In this talk, we consider the question of approximating compressibility of a string with respect to a fixed compression scheme, in sublinear time. We will concentrate on the run-length encoding and a version of Lempel-Ziv as our example compression schemes. We present algorithms and lower bounds for approximating compressibility with respect to both schemes.
The second problem we consider is approximating the support size of a distribution from a small number of samples, when each element in the distribution’s support appears with probability at least 1/n. Our motivation is tight relationship between this problem and estimating compressibility with respect to Lempel-Ziv. However, estimating distribution support size is also considered in other areas of computer science along with an important variant, estimating the number of distinct elements in a sequence of length n.

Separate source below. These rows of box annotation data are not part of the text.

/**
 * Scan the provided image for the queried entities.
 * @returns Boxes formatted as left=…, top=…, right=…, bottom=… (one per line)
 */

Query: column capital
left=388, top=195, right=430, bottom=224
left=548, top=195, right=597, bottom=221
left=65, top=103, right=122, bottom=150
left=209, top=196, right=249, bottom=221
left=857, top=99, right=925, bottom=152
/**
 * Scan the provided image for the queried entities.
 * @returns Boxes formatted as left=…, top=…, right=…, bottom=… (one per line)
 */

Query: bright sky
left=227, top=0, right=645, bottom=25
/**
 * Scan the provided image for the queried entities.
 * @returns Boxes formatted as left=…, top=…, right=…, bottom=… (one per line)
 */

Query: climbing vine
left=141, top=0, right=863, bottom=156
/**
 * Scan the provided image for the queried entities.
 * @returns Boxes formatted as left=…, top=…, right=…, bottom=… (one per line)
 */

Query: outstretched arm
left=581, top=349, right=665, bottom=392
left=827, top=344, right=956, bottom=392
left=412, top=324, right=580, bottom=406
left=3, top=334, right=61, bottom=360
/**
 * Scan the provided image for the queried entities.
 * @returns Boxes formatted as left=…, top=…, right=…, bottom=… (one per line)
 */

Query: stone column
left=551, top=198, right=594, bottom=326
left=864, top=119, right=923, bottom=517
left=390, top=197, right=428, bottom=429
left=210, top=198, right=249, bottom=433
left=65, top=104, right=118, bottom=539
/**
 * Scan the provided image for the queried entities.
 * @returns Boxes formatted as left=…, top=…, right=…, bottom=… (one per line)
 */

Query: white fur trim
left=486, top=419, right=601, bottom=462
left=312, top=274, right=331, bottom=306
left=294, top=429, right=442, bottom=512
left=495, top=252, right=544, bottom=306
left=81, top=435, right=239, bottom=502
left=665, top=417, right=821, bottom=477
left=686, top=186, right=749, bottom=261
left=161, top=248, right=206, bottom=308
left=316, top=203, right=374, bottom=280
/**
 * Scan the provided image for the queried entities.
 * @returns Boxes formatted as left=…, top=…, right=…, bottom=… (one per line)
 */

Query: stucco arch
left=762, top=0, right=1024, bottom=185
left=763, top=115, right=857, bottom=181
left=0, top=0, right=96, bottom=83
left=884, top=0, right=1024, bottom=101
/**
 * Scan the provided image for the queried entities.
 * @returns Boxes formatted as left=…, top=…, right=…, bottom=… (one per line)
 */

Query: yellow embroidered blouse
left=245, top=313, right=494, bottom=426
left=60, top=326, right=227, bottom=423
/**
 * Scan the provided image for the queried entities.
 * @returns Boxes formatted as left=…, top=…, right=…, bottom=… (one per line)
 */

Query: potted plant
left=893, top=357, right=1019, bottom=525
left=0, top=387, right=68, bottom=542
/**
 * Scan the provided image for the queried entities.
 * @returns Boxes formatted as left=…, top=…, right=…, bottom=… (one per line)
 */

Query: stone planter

For all three problems (distribution support, distinct elements and Lempel-Ziv compressibility), we prove a nearly linear (in n) lower bound on the query complexity, applicable even for approximation with additive error. At the heart of the lower bound is a construction of two positive integer random variables, X and Y, with very different expectations and the following condition on the first k moments: E[X]/E[Y] = E[X2]/E{Y2] = … = E[X^k]/E[Y^k]. Our lower bound method is also applicable to other problems. In particular, it gives a new lower bound for the sample complexity of approximating the entropy of a distribution.
Based on joint work with Dana Ron, Ronitt Rubinfeld and Adam Smith, published in RANDOM 2007 and joint work with Dana Ron, Amir Shpilka and Adam Smith, published in FOCS 2007.